Les contraceptions naturelles : peut-on leur faire confiance ?

Réputées moins efficaces que les précédentes méthodes, elles sont moins recommandées en raison de leur taux d’échec élevé en pratique et parce qu’elles ne protègent en rien des infections sexuellement transmissibles. En outre, elles requièrent une grande rigueur.

Parmi les plus connues, on trouve l’abstinence périodique, qui implique d’avoir des cycles menstruels réguliers et de parfaitement les connaître. Mais sachez que même en dehors de la période d’ovulation et d’une période dite fertile, il est possible de tomber enceinte… Autre méthode naturelle connue et dédiée aux hommes : la méthode du retrait qui consiste à retirer le pénis du vagin juste avant l’éjaculation.

Plus rigoureuse, l’étude de la glaire cervicale permet, comme son nom l’indique, de déterminer les périodes de fertilité pendant lesquelles il faut éviter les rapports sexuels, en fonction des modifications d’aspect et de consistance de ses pertes vaginales.
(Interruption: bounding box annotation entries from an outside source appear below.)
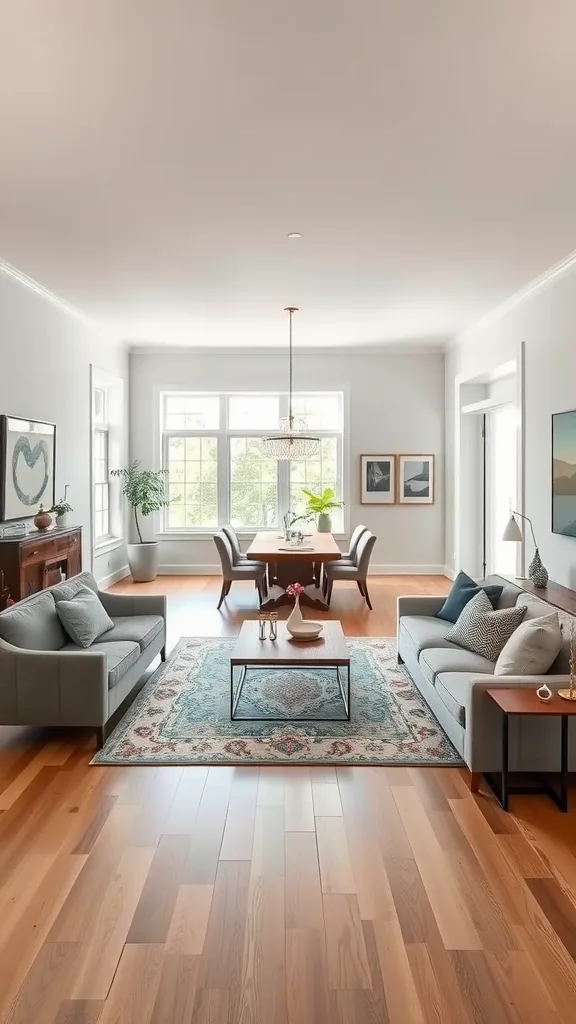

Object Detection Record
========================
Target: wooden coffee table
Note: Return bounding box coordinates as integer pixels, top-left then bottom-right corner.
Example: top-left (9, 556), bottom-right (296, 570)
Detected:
top-left (230, 621), bottom-right (351, 722)
top-left (485, 687), bottom-right (576, 811)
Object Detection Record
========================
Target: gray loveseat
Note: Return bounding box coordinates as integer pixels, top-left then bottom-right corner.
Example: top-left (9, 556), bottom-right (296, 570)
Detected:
top-left (0, 572), bottom-right (166, 745)
top-left (398, 577), bottom-right (576, 781)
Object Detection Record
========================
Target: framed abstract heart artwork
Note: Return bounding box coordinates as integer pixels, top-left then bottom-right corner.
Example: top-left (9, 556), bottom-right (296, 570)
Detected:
top-left (0, 416), bottom-right (56, 522)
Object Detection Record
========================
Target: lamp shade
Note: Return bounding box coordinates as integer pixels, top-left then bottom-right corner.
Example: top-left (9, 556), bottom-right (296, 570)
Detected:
top-left (502, 515), bottom-right (522, 544)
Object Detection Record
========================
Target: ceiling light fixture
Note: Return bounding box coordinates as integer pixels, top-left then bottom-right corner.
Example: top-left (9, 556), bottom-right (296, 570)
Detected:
top-left (262, 306), bottom-right (320, 460)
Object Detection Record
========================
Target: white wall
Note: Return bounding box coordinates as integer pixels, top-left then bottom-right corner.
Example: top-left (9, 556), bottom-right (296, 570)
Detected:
top-left (0, 269), bottom-right (128, 583)
top-left (446, 269), bottom-right (576, 588)
top-left (130, 351), bottom-right (444, 572)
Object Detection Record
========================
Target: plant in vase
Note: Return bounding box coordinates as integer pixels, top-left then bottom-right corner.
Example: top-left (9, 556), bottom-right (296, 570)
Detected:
top-left (302, 487), bottom-right (344, 534)
top-left (110, 460), bottom-right (170, 583)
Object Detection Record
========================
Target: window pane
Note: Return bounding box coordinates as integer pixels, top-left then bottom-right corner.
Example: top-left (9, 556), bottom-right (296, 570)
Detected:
top-left (228, 394), bottom-right (280, 430)
top-left (290, 437), bottom-right (343, 532)
top-left (230, 437), bottom-right (278, 527)
top-left (292, 394), bottom-right (342, 430)
top-left (164, 394), bottom-right (220, 430)
top-left (167, 437), bottom-right (218, 529)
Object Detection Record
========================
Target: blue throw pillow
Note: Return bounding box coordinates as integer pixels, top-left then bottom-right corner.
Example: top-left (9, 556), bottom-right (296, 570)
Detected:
top-left (437, 572), bottom-right (504, 623)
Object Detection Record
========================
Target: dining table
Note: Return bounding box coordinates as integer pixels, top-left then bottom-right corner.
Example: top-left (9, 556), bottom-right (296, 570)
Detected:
top-left (246, 530), bottom-right (341, 611)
Sur le même principe analytique, l’étude symptothermique associe la prise de température (la température corporelle augmente légèrement au moment de l’ovulation) avec l’étude de la glaire cervicale et, éventuellement, la palpation du col de l’utérus pour les plus initiées (car le col de l’utérus s’ouvre, se ramollit et remonte dans le vagin peu de temps avant la phase ovulatoire).

 

Les méthodes masculines, l’avenir de la contraception ?

Hormis le préservatif masculin et le retrait, d’autres méthodes contraceptives réservées aux hommes existent ou sont en cours de développement :

  • La vasectomie. Encore peu répandue en France, cette méthode contraceptive est le plus souvent définitive et nécessite une petite intervention chirurgicale. Elle est réalisée sous anesthésie locale par un urologue, après un délai de réflexion de 4 mois et à condition d’être âgé d’au moins 18 ans. Également appelée stérilisation masculine, l’opération porte sur les canaux déférents, chargés de transporter les spermatozoïdes depuis les testicules. Ces canaux sont alors bloqués : les gamètes ne se mélangent plus au reste du liquide séminal lors de l’éjaculation, qui reste normale.

  • Les méthodes thermiques : slip chauffant, andro-switch (anneau en silicone qui s’installe sous les testicules) ... Ces techniques ne sont pas encore officiellement reconnues par l’OMS mais ont déjà commencé à prouver leur efficacité. Elles consistent à augmenter la température des testicules par le biais de la chaleur corporelle, intensifiée par le port d’un sous-vêtement ou objet adapté. La production de spermatozoïdes est alors réduite. Mais pour être efficaces, ces produits doivent être portés en continu et en phase d’éveil, pendant 15 heures.

  • Les méthodes hormonales : si les recherches sont toujours en cours, des essais prometteurs ont néanmoins eu lieu. Sous forme de gel, d’injection ou de pilules, les méthodes contraceptives hormonales masculines devraient bientôt faire parler d’elles !

Hormonales, techniques ou naturelles, les différentes contraceptions doivent être choisies en fonction des préférences de chacun. Votre médecin traitant, votre gynécologue (si vous êtes une femme), votre urologue (si vous êtes un homme) ou votre sage-femme peuvent vous aider à faire votre choix.